Ahmedabad: The mass-marriage of many young girls on March 11 is likely to usher in a social revolution in the lives of women of Sarania community in Vadia village of Banaskantha district, where prostitution is a "tradition" and a means to earn bread for their families.

Vadia is a small village in Tharad block of Banaskantha, about 210 km from here, comprising of people from Sarania community, a de-notified tribe (DNT). For women here, flesh trade has been a norm for generations in the community. Vadia is also referred to as village of prostitutes by many.

All women of the community, which have their roots mostly in Mewad region of Rajasthan, have given into prostitution, willingly or unwillingly due to various reasons like social pressure, poverty and coercion. The men of the families often live off their women`s income and also bring clients for them.

The marriage of girls from this community has become a reality after over five years of concerted efforts by an NGO called Vicharta Samuday Samarthan Manch (VSSM).

"Marriage means that the young girls will be saved from the traditional profession of prostitution.

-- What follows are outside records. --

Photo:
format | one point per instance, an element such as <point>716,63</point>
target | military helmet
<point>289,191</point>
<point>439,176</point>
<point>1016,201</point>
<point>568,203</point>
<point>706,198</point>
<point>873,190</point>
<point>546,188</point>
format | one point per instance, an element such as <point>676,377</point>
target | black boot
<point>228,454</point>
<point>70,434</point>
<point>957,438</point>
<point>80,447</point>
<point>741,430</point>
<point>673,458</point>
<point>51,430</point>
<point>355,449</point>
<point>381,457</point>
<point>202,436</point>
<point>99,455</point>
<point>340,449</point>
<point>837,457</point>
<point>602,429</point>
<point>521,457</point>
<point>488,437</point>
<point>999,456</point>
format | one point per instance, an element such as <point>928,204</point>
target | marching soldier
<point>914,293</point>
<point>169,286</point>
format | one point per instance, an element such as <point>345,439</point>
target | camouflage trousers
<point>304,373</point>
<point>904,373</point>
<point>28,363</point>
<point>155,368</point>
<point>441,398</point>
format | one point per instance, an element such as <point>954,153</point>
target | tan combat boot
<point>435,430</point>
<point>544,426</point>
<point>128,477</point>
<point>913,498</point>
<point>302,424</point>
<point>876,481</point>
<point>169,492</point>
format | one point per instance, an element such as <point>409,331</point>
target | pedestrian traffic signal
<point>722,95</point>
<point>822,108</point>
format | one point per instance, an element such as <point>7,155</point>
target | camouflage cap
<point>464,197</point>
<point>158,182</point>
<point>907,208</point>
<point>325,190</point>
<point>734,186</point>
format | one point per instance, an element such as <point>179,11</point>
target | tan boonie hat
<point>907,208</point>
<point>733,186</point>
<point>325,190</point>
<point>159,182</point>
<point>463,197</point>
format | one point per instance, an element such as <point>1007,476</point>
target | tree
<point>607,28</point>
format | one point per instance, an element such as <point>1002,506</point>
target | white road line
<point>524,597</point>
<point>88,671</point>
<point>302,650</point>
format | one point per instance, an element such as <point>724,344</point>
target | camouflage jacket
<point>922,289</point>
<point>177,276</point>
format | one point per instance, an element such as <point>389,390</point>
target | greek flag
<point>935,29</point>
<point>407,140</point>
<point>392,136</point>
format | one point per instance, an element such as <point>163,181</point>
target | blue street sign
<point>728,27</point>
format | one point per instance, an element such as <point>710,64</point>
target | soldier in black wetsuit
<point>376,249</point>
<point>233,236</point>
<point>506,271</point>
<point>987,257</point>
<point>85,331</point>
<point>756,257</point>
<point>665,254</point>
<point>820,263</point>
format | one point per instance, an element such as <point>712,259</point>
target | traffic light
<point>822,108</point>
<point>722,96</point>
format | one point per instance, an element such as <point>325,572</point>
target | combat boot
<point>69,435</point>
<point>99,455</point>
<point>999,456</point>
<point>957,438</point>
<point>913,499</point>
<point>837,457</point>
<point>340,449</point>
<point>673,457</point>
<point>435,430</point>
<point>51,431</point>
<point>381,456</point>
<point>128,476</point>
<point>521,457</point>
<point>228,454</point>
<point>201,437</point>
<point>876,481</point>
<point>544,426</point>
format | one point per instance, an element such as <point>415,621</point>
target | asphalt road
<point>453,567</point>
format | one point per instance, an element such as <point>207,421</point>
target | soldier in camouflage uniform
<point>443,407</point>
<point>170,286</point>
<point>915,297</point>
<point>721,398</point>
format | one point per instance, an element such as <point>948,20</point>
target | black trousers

As per norms here, once the girl gets married or engaged, she cannot be forced into flesh trade," co-ordinator of VSSM Mittal Patel told PTI.

"In initial invitations sent out for the mass-marriage we had mentioned seven young girls will get married, while eight others will get engaged. But as of today there are eight girls who will wed and 24 have agreed to get engaged on that day," Patel said.

"These marriages are likely to bring about a social revolution for the women of this community and would be beginning of the end of a regressive tradition that they have been following since generations," she added.

The members of VSSM have convinced boys from the community to marry the girls by building trust among them. It is believed that there are around 100 women from the village who are active in the flesh trade.

"We never told them (the women) that what they were doing was wrong. There was no point as they hardly had two square meals a day. What we did was to give them other options of earning livelihood, like setting up borewell for irrigation water, training them in skilled work and others," Patel said. "The situation has improved since 2006 when we started work in the village," she added.

Even the government has extended support to this event and promised rehabilitation programmes for the women of the Sarania community. "The marriage of these young girls is going to bring a a sea change among women of Sarania community. It will benefit them immensely," Banaskantha District Collector J B Vora told PTI.

"This is a significant event as it attempts to bring the community into the main stream. We shall continue support to the organisations working for these women," Vora said. Vora also said that they are also planning new rehabilitation programmes for Sarania women. Though there have been earlier attempts by the state government and NGOs to get the women out of sex trade, they have failed due various reasons, he added.

The Sarania community originally hails from Rajasthan. It is believed that their ancestors worked with the royal armies, making arms for them and ensuring that the weapons remained in good condition all throughout. The army would always be on the move, and so the Sarania community also moved with it.

After the community moved to Gujarat they took to the occupation of sharpening knives and thus they got the name from `saran` – an instrument to sharpen the knives.